Fiona Sturges 

My Name Is Emilia del Valle by Isabel Allende audiobook review – portrait of a fiercely independent young woman

Sent from San Francisco to report on the war in late-19th century Chile, a young writer embarks on a journey of self-discovery in this tale of love, loss and liberation
  
  

Isabel Allende.
Isabel Allende. Photograph: Saroyan Humphrey/The Observer

Set in the late 19th century and inspired by the Chilean civil war which ravaged the country in 1891, Isabel Allende’s historical drama tells of a young woman born illegitimately in San Francisco’s Mission District. Emilia del Valle’s surname comes from her Chilean father, an aristocrat who seduced her mother when she was a novice nun and left before their child was born. Emilia owes her fiercely independent spirit to her liberal-minded stepfather Francisco Claro, whom she calls Papo, who encourages his stepdaughter to think for herself.

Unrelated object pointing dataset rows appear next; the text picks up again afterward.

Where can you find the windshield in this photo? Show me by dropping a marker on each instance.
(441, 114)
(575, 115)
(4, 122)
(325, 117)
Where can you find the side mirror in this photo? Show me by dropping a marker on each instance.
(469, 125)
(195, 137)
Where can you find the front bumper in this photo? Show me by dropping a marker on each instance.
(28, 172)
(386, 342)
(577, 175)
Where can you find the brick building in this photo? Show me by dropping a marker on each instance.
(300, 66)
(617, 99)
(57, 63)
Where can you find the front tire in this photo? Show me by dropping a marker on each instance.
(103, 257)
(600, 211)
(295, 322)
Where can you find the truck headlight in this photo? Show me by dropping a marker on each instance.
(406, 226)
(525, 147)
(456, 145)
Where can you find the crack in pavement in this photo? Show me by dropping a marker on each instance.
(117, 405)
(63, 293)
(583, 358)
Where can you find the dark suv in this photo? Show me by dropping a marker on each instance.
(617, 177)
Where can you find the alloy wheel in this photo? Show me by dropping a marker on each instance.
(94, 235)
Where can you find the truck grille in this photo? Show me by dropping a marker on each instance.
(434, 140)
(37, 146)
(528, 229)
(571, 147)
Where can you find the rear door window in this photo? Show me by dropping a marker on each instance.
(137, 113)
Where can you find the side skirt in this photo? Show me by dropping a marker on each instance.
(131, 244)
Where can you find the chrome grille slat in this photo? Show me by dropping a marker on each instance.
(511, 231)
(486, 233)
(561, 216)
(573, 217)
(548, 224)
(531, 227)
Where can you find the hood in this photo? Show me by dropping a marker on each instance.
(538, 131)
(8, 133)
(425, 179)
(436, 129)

In her late teens, Emilia writes a series of successful pulp fiction novels under the male pen name Brandon J Price. By the age of 23, she is a columnist at San Francisco’s Daily Examiner; still writing as a man, she longs to do more serious work. Eventually, she is commissioned to travel to Chile, where the father she has never met lives, to cover the war. She is accompanied by a seasoned war reporter, Eric Whelan, with whom she begins a relationship, though the pair part company as they each go in search of their own stories.

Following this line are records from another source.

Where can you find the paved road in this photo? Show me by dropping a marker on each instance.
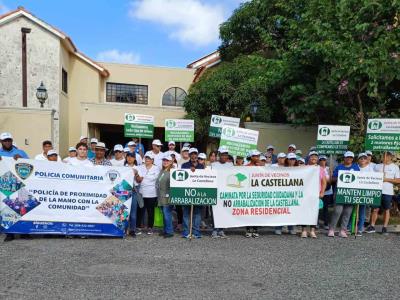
(270, 267)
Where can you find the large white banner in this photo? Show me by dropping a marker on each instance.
(259, 196)
(51, 197)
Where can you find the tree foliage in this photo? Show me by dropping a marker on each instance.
(307, 62)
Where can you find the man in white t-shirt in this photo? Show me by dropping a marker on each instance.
(390, 178)
(81, 156)
(156, 153)
(171, 151)
(46, 146)
(118, 160)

Told from Emilia’s perspective, the novel is narrated by the Dominican actor Coral Peña, her reading underscoring our heroine’s single-mindedness in overcoming the strictures imposed on 19th-century women. That the romantic subplot doesn’t follow the usual trajectory is shown in the appearance of another narrator, Johnathan McClain, who reads a single chapter written from the perspective of Whelan. Back in San Francisco after the war, he reveals his “future wife has simply vanished from the face of the Earth”.

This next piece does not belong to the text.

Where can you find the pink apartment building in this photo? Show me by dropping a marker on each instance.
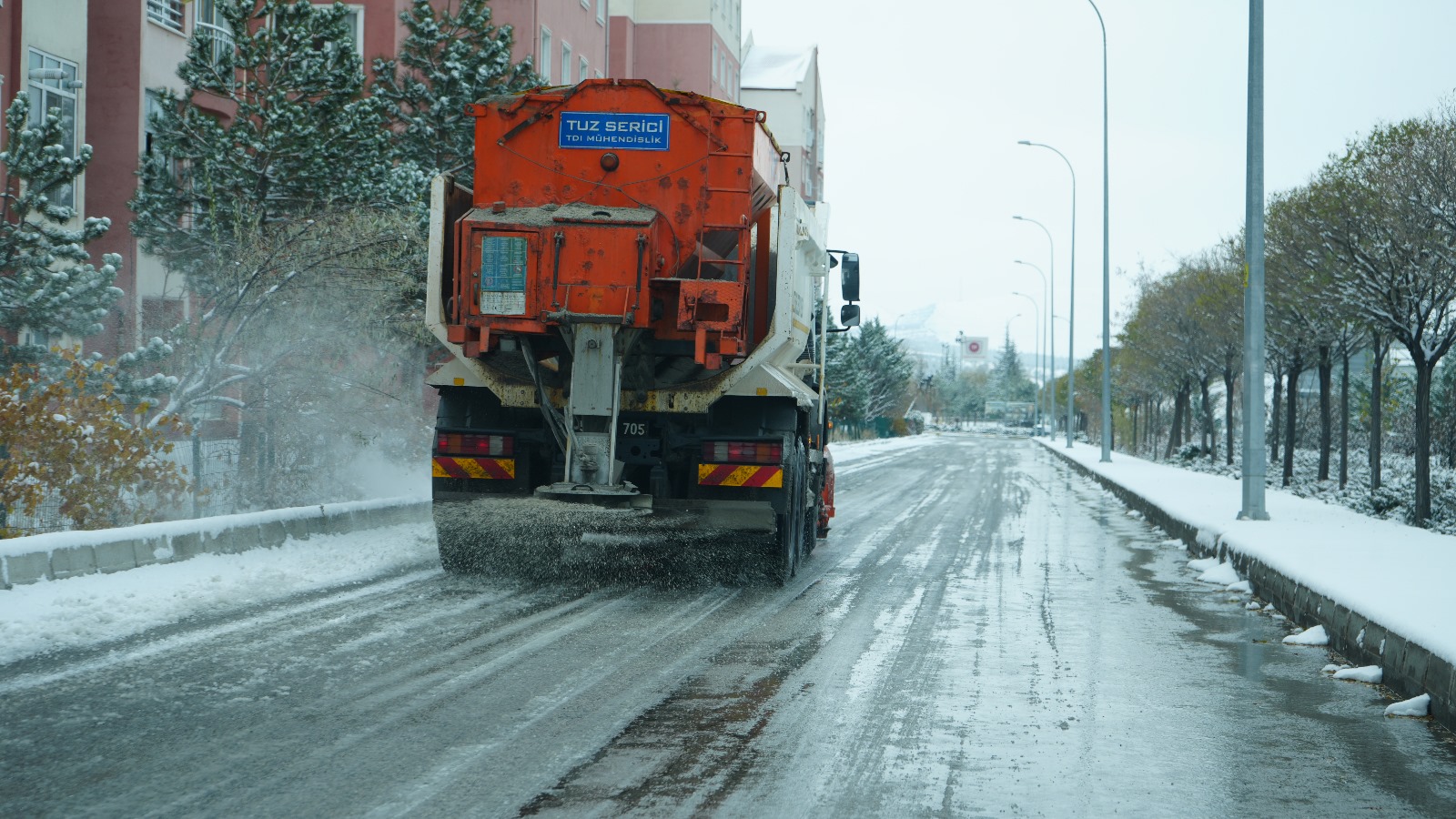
(102, 63)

Available via Bloomsbury, 10hr 30min

Further listening

The Parallel Path
Jenn Ashworth, Sceptre, 10hr 16min
Subtitled Love, Grit and Walking the North, this memoir documents the author’s 192-mile walk along Alfred Wainwright’s famous coast to coast route, starting in Saint Bees in Cumbria. Midway through her walk she receives a life-changing health diagnosis.

Come What May
Lucy Easthope, Hodder, 7hr 41min
Easthope, an emergency planning expert accustomed to dealing with fires, floods and terrorist attacks, offers an uplifting guide to getting through life’s difficulties and the ways we can help friends and relatives in need.